Wir finden auf dem Rückweg an einem Fluß einen schönen Nachtplatz und sehen am nächsten Morgen einen Schwarm der kleinen, grün-rot gefiederten patagonischen Smaragd-Papageien, die genauso lärmend wie ihre brasilianische Verwandschaft durch den Wald ziehen.

Parque Nacional Tierra del Fuego

Am Beagle-Kanal, neunzehn Kilometer westlich von Ushuaia, endet die Ruta 3 und wir haben den wirklich allerletzten Meter der Panamericana in Südamerika erreicht. Hier geht es auch mit dem Unimog nicht weiter, denn hier beginnt der Nationalpark Tierra del Fuego. Das nördliche Ende der PanAm, laut Tafel rund 18.000 Kilometer entfernt in Alaska, werden wir uns auf einer weiteren Tour auch noch erfahren.

P1210451

Die PanAm – als längste Straße der Welt bekannt – ist keine kontinuierlich zusammenhängende Strecke, sondern ein transkontinentales System von miteinander verbundenen Schnell- und Fernstraßen. Ihr Verlauf ist also nicht eindeutig, sondern eher unbestimmt und jeder darf sich ein bisschen seine persönliche PanAm basteln.

Von den 63.000 ha des 1960 eingerichteten Naturparks dürfen nur 2.000 besucht werden, der Rest ist für uns Menschen strikt tabu. Wir wandern zwei Tage durch den Park, entlang der Fjorde, vorbei an stillen Lagunen und Torfmooren und sehen auch einige Biberdämme.

Die Tiere mit den langen Zähnen sind hier in Patagonien nicht endemisch, sondern wurden 1948 zur Pelzgewinnung aus Kanada eingeführt. Da sie hier keine natürlichen Feinde haben wurden seitdem aus 25 Biberpaaren über 100.000 Tiere, die erheblichen Schaden am Urwald anrichten. Wir sehen überall angenagte und abgenagte Baumstämme. Um das Problem zu beheben kam ein besonders schlauer Kopf auf die Idee, Wiesel und Füchse ebenfalls einzuführen, aber die haben keine Lust, sich nasse Füsse zu holen und jagen statt der Biber lieber die Vögel im Park.

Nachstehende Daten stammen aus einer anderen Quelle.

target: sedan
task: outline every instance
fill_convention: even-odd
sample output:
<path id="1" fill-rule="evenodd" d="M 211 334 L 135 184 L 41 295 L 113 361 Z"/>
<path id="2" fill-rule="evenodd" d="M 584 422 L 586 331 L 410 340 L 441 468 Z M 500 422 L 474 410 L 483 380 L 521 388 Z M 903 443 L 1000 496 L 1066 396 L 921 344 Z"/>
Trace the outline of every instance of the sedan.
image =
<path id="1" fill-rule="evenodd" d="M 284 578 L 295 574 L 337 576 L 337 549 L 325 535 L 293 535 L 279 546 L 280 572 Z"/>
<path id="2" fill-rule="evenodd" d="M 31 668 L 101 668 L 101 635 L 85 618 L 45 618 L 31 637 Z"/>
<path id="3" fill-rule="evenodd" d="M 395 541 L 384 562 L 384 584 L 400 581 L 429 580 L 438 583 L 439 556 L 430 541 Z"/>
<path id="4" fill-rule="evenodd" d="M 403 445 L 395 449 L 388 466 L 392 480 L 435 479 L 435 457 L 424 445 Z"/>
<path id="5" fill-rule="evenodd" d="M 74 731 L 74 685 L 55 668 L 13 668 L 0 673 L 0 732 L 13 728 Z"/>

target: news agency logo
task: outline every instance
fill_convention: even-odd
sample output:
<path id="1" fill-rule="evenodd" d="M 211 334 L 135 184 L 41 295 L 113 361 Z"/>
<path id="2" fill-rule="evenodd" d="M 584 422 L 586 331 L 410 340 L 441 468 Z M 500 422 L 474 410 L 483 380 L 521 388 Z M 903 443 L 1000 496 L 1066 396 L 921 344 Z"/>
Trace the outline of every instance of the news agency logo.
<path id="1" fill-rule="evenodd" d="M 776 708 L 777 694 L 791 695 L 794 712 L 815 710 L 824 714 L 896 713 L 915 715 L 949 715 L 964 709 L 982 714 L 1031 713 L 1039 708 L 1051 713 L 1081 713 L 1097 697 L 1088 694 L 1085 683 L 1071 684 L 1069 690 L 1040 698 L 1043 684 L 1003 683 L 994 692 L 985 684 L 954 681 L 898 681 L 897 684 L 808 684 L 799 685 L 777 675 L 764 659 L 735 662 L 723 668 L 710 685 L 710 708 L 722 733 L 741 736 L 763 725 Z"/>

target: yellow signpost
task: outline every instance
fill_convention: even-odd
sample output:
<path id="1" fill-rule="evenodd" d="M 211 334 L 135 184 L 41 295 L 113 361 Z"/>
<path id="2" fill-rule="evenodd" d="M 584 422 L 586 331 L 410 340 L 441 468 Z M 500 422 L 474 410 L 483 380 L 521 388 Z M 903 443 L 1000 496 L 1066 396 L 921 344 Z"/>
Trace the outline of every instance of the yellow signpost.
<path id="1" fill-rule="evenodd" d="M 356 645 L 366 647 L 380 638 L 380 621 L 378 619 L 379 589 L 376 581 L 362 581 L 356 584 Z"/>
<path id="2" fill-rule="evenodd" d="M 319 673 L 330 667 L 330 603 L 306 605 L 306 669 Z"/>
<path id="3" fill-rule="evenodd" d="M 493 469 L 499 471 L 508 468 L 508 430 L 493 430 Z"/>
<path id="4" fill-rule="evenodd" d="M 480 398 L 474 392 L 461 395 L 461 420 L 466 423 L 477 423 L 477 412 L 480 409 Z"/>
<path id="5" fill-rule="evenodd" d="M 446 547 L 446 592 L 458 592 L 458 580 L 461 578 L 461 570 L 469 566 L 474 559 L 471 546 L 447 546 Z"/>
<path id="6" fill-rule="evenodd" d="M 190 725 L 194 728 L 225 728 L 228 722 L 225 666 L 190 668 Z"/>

Um die Bestände zumindest halbwegs unter Kontrolle zu bekommen hat die Regierung jetzt drastische Maßnahmen gegriffen und ein Kopfgeld für erlegte Biber ausgeschrieben. In Restaurants und Cafes entdecken wir immer wieder „Wanted“-Schilder.

In der Bahia Ensenada und Bahia Lapataia sehen wir neben schwimmenden Seelöwen und Seeottern unzählige schön gezeichnete Wasservögel, die hier in den Kelpbetten entlang der geschützten Küste ihre Jungen großziehen.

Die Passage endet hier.